La società di revisione BDO Italia ha dichiarato l’impossibilità ad esprimere un giudizio sul bilancio consolidato semestrale abbreviato al 30 giugno 2019 di Seri Industrial.

Di seguito gli elementi alla base di tale conclusione.

La società di revisione non ha ottenuto elementi probatori adeguati a supporto del rispetto delle clausole contrattuali da parte della controllata FIB in relazione a una anticipazione bancaria a medio/lungo termine di circa 15 milioni, ottenuta a fronte del “Progetto Litio” e dei contributi Invitalia ad esso connessi.

BDO Italia non ha potuto raccogliere elementi sufficienti sul corretto trattamento contabile di costi di ricerca e sviluppo industriale (10,3 milioni), a causa di divergenze di opinioni tra FIB e Invitalia sul calcolo delle spese rendicontate nell’ambito del contratto di finanziamento “Progetto Litio” alla controllata FIB e dei contributi Invitalia ad esso correlati.

Si segnala che Invitalia, avendo ricevuto solo tardivamente la documentazione necessaria per svolgere le verifiche sulle spese rendicontate da FIB, non ha erogato i contributi e non ha fornito i chiarimenti richiesti dalla società di revisione.

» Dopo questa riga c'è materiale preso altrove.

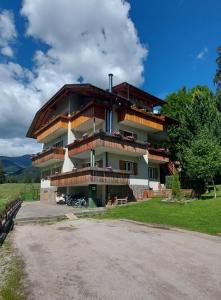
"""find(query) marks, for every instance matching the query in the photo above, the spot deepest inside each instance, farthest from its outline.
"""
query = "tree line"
(26, 177)
(196, 141)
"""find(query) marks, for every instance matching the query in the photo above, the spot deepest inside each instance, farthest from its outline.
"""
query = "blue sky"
(176, 31)
(160, 46)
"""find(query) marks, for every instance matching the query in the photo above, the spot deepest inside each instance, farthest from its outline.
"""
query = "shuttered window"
(153, 173)
(128, 166)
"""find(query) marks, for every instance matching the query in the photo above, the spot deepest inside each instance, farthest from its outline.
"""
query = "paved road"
(89, 259)
(35, 210)
(38, 210)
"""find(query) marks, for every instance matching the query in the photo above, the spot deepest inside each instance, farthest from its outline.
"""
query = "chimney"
(110, 82)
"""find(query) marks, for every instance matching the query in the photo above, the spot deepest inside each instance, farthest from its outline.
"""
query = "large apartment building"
(101, 143)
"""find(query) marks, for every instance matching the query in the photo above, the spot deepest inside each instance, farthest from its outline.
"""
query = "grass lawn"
(11, 191)
(199, 215)
(11, 274)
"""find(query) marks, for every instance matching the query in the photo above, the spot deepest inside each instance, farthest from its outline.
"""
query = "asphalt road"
(89, 259)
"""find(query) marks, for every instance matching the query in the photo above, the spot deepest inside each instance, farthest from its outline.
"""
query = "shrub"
(173, 183)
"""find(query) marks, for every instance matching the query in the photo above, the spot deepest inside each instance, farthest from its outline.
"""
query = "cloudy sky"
(158, 45)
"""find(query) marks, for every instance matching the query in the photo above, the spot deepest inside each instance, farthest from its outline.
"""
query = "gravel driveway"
(89, 259)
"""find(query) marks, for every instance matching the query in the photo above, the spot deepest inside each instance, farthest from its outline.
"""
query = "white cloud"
(88, 39)
(7, 32)
(202, 53)
(18, 146)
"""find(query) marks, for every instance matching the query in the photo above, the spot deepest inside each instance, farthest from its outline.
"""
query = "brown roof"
(130, 90)
(87, 90)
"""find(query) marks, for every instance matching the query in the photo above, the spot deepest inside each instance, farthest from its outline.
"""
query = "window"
(58, 144)
(45, 174)
(128, 133)
(56, 170)
(153, 173)
(129, 166)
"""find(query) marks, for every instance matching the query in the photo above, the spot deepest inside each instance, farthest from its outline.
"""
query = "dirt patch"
(66, 228)
(119, 260)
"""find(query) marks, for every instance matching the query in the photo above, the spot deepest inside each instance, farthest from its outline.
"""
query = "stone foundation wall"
(48, 195)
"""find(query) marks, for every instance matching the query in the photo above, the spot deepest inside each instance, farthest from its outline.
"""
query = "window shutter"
(122, 165)
(135, 168)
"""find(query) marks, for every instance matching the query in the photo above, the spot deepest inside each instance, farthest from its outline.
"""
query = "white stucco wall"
(45, 183)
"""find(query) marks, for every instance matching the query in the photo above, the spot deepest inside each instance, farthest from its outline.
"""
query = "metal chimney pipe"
(110, 82)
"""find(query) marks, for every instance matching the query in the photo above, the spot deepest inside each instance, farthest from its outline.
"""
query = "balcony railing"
(104, 142)
(158, 154)
(48, 156)
(52, 129)
(144, 120)
(84, 119)
(91, 175)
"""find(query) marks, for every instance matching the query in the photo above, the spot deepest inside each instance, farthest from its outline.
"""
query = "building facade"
(100, 143)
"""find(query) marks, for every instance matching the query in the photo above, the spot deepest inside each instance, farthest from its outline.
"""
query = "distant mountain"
(19, 166)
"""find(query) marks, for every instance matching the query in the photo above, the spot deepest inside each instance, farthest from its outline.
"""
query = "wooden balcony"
(158, 155)
(142, 120)
(91, 115)
(50, 156)
(91, 175)
(53, 129)
(103, 142)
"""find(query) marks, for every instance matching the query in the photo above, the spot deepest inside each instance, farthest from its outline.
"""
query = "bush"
(173, 183)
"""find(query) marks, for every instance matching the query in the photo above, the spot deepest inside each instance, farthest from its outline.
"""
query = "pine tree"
(217, 79)
(2, 174)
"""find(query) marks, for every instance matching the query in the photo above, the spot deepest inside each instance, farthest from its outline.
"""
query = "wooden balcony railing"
(83, 119)
(144, 120)
(109, 143)
(49, 156)
(56, 126)
(91, 175)
(158, 154)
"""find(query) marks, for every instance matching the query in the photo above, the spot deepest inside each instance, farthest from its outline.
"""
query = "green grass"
(11, 287)
(199, 215)
(11, 191)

Infine, dalla relazione semestrale della controllata indiretta cinese, YiXing Faam Industrial Batteries Company, risulta che il management ha posto in essere malversazioni a danno della società, che hanno portato alla sostituzione della dirigenza locale e all’apertura di cause legali per risarcimento danni.

Gli amministratori hanno redatto la relazione semestrale consolidata modificando alcune poste contabili rispetto a quelle contenute nel reporting package al 30 giugno della controllata cinese. Modifiche comunicate solo oggi a BDO China, che pertanto non è stato in grado di svolgere alcuna procedura di revisione. In base al lavoro svolto sulla precedente versione del reporting package il revisore cinese era pronto a emettere un giudizio negativo.